Pearls for the consult
Observation is integral to my evaluation. I pay close attention to patients’ facial expressions: how they hold their eyebrows, whether their forehead is consciously or subconsciously contracting throughout the course of our conversation, and their muscle distribution and strength when they are asked to animate and during our casual conversation. Careful observation of patients without their knowledge they are being actively observed provides an opportunity to see how muscles are used during the course of typical conversations and interactions. It also provides an opportunity to note skin appearance, eyelid position, static and dynamic facial rhytids and a host of other important observations.
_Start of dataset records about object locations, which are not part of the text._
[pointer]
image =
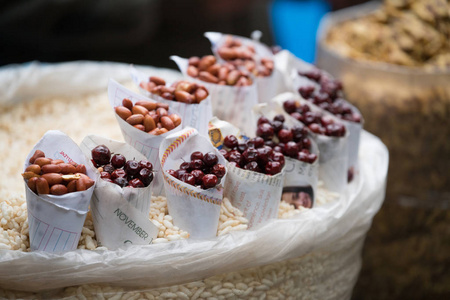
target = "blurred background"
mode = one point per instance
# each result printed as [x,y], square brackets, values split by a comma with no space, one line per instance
[407,250]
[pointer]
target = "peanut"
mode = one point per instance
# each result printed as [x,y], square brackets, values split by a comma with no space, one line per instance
[135,119]
[68,169]
[52,178]
[123,112]
[33,168]
[41,161]
[51,168]
[37,153]
[32,183]
[127,103]
[147,104]
[58,189]
[42,186]
[149,123]
[167,123]
[157,80]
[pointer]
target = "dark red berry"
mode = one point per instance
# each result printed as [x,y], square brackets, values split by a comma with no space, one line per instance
[196,155]
[196,164]
[146,176]
[121,181]
[230,141]
[105,175]
[146,164]
[209,181]
[188,178]
[210,159]
[136,183]
[219,170]
[118,173]
[118,161]
[101,155]
[198,175]
[285,135]
[290,106]
[265,131]
[273,167]
[132,167]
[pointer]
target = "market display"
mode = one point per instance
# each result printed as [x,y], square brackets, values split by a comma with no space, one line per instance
[169,181]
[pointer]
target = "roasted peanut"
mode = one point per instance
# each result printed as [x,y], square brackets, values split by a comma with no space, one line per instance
[32,183]
[33,168]
[137,109]
[28,175]
[157,80]
[37,153]
[184,97]
[127,103]
[80,169]
[149,123]
[205,76]
[139,126]
[200,94]
[68,169]
[51,168]
[72,186]
[175,119]
[135,119]
[123,112]
[53,178]
[167,123]
[42,186]
[58,189]
[192,71]
[41,161]
[147,104]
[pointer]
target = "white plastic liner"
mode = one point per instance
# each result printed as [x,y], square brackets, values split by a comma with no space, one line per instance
[334,226]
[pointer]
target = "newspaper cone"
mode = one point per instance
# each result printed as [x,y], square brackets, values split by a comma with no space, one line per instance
[145,143]
[120,215]
[194,209]
[196,115]
[56,222]
[229,103]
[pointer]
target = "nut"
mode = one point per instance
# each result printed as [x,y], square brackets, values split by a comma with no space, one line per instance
[58,189]
[37,153]
[167,123]
[123,112]
[135,119]
[42,186]
[53,178]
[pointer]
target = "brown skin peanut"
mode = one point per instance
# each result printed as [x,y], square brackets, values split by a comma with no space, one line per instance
[167,123]
[58,189]
[72,186]
[37,153]
[123,112]
[51,168]
[53,178]
[137,109]
[147,104]
[33,168]
[127,103]
[135,119]
[68,169]
[32,184]
[41,161]
[80,169]
[42,186]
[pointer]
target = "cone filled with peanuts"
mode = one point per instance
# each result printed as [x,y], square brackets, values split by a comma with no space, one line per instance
[144,123]
[190,99]
[59,182]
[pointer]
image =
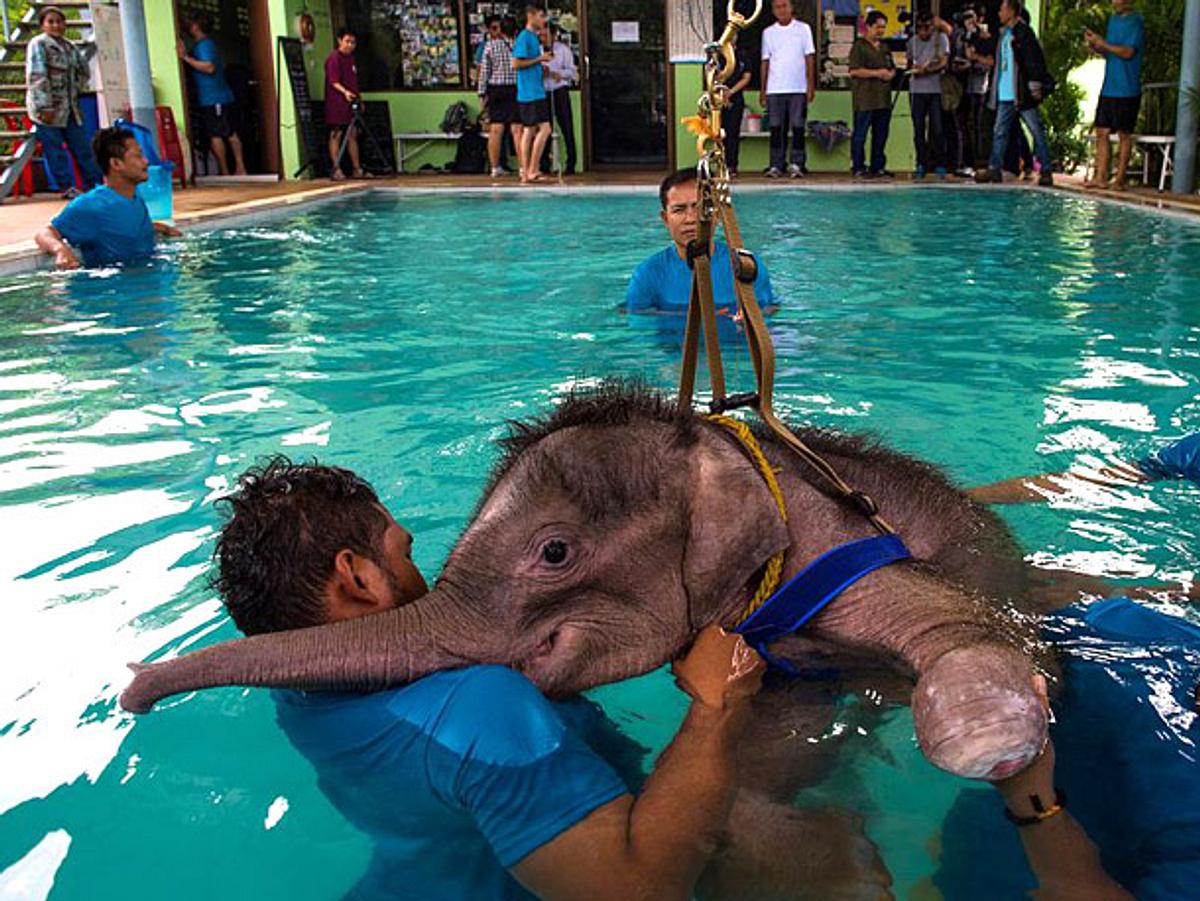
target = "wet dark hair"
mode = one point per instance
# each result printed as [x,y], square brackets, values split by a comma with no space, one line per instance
[286,522]
[679,176]
[108,144]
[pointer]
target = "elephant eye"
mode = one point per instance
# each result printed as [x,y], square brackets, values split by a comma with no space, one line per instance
[555,552]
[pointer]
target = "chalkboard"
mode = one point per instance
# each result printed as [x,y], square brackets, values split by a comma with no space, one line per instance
[291,55]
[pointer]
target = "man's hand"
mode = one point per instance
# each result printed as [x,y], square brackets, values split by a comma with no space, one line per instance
[720,671]
[65,259]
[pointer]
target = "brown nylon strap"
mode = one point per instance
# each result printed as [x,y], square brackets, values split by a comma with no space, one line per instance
[701,312]
[762,353]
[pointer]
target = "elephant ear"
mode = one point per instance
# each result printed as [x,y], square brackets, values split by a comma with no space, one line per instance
[733,528]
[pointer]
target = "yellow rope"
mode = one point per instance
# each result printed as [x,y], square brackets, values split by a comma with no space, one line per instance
[774,571]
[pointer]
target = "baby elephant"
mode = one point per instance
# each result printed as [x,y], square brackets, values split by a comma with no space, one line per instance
[618,527]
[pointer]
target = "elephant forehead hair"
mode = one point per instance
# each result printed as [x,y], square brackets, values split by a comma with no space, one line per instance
[611,449]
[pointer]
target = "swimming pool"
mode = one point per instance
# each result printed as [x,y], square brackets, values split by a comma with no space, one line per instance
[393,335]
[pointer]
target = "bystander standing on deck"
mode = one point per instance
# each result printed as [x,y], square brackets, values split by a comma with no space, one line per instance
[787,88]
[1122,48]
[871,71]
[57,74]
[929,52]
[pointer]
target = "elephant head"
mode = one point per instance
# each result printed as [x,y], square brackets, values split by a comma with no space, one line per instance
[610,534]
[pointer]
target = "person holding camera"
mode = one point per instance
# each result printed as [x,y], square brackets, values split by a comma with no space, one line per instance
[929,52]
[341,100]
[1020,82]
[979,47]
[1122,48]
[870,84]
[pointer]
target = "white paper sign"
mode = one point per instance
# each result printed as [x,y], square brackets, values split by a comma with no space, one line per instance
[114,85]
[625,32]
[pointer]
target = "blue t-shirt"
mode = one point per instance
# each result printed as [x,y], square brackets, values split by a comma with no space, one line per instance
[456,778]
[1126,737]
[529,79]
[107,228]
[1122,78]
[1006,85]
[211,89]
[663,282]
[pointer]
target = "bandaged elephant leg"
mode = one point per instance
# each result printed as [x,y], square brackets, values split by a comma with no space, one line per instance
[779,853]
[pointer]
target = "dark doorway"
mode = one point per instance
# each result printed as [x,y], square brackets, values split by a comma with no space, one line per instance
[627,82]
[234,25]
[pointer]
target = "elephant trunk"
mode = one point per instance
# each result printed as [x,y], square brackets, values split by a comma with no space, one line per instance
[361,654]
[976,710]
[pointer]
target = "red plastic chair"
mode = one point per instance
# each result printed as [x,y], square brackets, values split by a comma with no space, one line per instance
[15,119]
[171,148]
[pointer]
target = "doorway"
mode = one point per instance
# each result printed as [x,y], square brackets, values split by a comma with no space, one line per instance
[625,77]
[238,28]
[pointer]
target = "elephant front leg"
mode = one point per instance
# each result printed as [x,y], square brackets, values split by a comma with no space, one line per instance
[774,852]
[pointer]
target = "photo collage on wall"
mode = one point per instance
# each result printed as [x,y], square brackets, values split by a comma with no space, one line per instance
[479,10]
[429,37]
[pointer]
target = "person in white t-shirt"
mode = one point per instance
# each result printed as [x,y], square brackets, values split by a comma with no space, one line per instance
[789,84]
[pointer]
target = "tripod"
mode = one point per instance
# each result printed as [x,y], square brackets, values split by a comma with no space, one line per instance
[359,125]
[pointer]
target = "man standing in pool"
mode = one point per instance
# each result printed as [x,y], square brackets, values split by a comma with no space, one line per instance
[528,58]
[111,223]
[663,282]
[471,781]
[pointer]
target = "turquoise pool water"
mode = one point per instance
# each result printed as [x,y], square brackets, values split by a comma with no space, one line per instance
[394,335]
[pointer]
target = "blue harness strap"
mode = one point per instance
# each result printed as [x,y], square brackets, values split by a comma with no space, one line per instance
[813,588]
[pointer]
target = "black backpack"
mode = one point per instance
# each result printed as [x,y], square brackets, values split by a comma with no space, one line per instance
[471,156]
[456,118]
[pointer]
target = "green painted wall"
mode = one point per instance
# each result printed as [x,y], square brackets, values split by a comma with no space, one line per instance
[828,106]
[165,71]
[423,110]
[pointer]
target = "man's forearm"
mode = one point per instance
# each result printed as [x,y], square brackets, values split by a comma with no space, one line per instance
[677,821]
[1066,863]
[49,241]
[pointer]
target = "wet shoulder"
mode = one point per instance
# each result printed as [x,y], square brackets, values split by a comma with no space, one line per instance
[491,714]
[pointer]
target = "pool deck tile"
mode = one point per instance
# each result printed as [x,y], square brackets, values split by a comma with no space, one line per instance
[22,217]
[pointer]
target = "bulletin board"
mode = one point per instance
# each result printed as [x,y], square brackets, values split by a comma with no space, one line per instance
[430,43]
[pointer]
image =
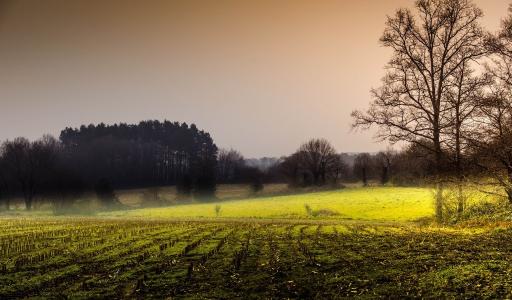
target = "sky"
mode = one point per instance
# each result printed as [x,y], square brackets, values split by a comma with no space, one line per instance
[261,76]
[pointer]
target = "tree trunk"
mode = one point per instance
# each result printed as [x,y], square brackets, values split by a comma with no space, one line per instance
[439,201]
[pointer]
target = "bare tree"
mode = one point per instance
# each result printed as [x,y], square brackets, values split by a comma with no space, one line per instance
[319,157]
[5,182]
[229,162]
[429,47]
[30,163]
[464,92]
[384,160]
[290,167]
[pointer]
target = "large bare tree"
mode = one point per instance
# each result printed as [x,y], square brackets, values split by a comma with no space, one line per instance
[319,157]
[429,47]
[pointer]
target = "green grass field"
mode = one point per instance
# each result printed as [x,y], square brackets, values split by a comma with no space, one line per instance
[267,247]
[379,203]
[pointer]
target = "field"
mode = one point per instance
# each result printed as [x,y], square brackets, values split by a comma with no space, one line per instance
[370,251]
[378,203]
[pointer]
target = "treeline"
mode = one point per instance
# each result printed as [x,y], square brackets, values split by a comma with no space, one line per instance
[102,158]
[447,90]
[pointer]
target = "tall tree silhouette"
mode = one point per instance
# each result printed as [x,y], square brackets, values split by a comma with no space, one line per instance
[429,47]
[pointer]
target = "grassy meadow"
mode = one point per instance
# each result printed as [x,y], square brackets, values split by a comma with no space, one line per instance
[376,203]
[353,242]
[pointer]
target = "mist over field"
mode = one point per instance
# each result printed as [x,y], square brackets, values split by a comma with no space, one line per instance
[255,150]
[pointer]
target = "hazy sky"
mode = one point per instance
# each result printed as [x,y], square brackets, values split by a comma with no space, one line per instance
[261,76]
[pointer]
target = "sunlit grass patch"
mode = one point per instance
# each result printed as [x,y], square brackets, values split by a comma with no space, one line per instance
[378,203]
If patients are told they are being carefully examined or photographed, their natural inclination is to change their expression. The physical examination during a facial aesthetic consult begins as soon as I begin speaking with a patient and taking a history. This strategy allows me to make treatment recommendations that are most likely to preserve and enhance a patient’s natural appearance.
I also learn what type of lifestyle they have. Do they interact with the public or work virtually and never see professional colleagues? Even if they do not have a formal job, their lives may be extremely full and busy. It is important to learn if they have upcoming public appearances, or events, trips, etc. These factors all must be considered when making recommendations about treatments and procedure timing.
Conclusion
No one part of the face is independent from another, making it crucial to understand facial anatomy and aesthetic balance. Closely observing patients and their natural facial expressions — before they know they are being “examined” — assists providers in making the optimal treatment recommendations to achieve best outcomes.